In 2015 for example, the German NGO Christliche Initiative Romero and Austrian NGO Global 2000 reported that workers on a plantation in Brazil supplying orange juice giant Cutrale had not been paid for several weeks. Furthermore, the debts of the workers were increasing daily due to the high costs they were being charged for transport to the plantation, accommodation and food, which was provided by the local labour contractor at extortionate prices. The workers were thus unable to leave the plantation as they were heavily indebted to the contractor and could not afford the bus journey back home.

The authors of the report call this a modern system of slavery and they are not alone in doing so.

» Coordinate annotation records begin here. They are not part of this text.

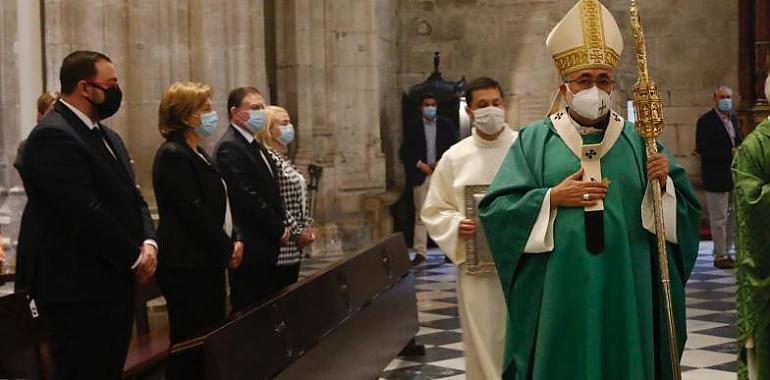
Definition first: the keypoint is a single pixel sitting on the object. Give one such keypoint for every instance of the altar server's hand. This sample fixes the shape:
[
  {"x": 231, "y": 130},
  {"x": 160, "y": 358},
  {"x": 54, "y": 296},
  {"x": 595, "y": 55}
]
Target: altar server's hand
[
  {"x": 657, "y": 167},
  {"x": 468, "y": 228},
  {"x": 572, "y": 192}
]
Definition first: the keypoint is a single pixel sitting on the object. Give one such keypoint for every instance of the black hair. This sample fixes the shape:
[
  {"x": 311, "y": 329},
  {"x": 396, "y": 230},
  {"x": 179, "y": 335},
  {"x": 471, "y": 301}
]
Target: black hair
[{"x": 77, "y": 66}]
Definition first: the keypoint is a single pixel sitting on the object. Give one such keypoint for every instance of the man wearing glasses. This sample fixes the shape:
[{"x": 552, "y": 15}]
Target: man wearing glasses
[{"x": 570, "y": 225}]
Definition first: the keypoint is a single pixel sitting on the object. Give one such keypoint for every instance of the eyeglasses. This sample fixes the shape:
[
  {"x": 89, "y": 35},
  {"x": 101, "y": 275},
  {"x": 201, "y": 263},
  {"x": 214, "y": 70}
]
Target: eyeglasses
[{"x": 585, "y": 83}]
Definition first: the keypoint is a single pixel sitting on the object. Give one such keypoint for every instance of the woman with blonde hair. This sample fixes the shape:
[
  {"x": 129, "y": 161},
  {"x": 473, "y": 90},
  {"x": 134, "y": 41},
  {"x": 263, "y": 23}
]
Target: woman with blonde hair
[
  {"x": 196, "y": 234},
  {"x": 277, "y": 135}
]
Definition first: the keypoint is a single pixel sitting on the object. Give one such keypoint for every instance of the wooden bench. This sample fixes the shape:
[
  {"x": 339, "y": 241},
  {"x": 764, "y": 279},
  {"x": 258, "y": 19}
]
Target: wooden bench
[{"x": 346, "y": 322}]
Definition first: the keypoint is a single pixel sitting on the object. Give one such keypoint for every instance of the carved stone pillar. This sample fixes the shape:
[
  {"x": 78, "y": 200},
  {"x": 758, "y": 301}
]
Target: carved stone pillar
[{"x": 754, "y": 62}]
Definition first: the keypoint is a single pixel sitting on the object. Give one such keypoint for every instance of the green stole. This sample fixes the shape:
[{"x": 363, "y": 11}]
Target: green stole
[{"x": 573, "y": 314}]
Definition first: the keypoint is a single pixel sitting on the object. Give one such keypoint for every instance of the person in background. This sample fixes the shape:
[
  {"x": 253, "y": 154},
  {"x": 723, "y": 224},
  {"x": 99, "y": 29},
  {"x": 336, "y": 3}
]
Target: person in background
[
  {"x": 196, "y": 227},
  {"x": 276, "y": 137},
  {"x": 752, "y": 216},
  {"x": 425, "y": 140}
]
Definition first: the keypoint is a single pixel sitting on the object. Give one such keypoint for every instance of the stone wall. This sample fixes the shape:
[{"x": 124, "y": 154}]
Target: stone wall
[
  {"x": 693, "y": 45},
  {"x": 341, "y": 66}
]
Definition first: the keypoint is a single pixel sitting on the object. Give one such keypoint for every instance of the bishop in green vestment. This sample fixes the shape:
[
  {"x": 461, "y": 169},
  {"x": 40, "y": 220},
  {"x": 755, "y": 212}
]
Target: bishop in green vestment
[
  {"x": 751, "y": 175},
  {"x": 568, "y": 219}
]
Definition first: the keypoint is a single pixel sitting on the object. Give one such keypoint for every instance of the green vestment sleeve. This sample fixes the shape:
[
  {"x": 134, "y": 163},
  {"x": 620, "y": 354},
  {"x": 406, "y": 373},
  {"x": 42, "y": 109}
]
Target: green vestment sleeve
[{"x": 751, "y": 174}]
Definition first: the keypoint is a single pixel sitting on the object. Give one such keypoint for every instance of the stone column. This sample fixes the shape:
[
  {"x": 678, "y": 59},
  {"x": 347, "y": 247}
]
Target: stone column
[{"x": 754, "y": 61}]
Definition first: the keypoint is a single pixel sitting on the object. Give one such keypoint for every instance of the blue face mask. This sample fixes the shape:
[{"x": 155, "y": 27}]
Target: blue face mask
[
  {"x": 725, "y": 105},
  {"x": 287, "y": 134},
  {"x": 429, "y": 112},
  {"x": 208, "y": 124},
  {"x": 256, "y": 121}
]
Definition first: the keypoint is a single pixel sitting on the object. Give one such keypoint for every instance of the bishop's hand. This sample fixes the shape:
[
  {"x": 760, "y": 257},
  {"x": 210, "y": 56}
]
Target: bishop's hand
[
  {"x": 468, "y": 228},
  {"x": 574, "y": 192}
]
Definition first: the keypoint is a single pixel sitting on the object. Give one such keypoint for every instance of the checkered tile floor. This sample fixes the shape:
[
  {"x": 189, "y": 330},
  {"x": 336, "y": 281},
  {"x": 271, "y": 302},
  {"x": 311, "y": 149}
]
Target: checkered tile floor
[{"x": 709, "y": 355}]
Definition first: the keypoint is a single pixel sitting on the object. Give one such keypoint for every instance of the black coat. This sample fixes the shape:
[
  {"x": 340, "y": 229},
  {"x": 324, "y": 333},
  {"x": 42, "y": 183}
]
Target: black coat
[
  {"x": 191, "y": 202},
  {"x": 85, "y": 219},
  {"x": 715, "y": 149},
  {"x": 256, "y": 201},
  {"x": 414, "y": 147}
]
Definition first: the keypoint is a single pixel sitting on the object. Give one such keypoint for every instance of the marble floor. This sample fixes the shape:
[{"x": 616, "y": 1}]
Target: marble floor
[{"x": 709, "y": 355}]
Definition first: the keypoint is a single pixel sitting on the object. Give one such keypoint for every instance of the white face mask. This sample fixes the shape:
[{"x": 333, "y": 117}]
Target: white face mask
[
  {"x": 592, "y": 104},
  {"x": 489, "y": 120}
]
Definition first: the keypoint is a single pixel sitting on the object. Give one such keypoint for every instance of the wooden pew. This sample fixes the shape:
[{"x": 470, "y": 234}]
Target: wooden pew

The Brazilian Ministry of Labour and Employment itself has put Cutrale on their “dirty list” of slave labour. Brazil launched an anti-slavery strategy in the mid-1990s and since then authorities have been carrying out raids and engaging in a “name-and-shame” strategy towards companies that have been found to be engaged in slave labour. Prosecutors in the state of São Paulo say they have investigated Cutrale’s labour practices 286 times over the past decade, compared to 71 times for Louis Dreyfus Company and 50 times for Citrosuco the other two big orange juice traders. Some probes have also resulted in lawsuits and others in settlements. For example, in March 2014 a tribunal ordered Cutrale and two other companies to pay 113 million reais (USD 43 million) in penalties and to stop irregular subcontracting of orange pickers.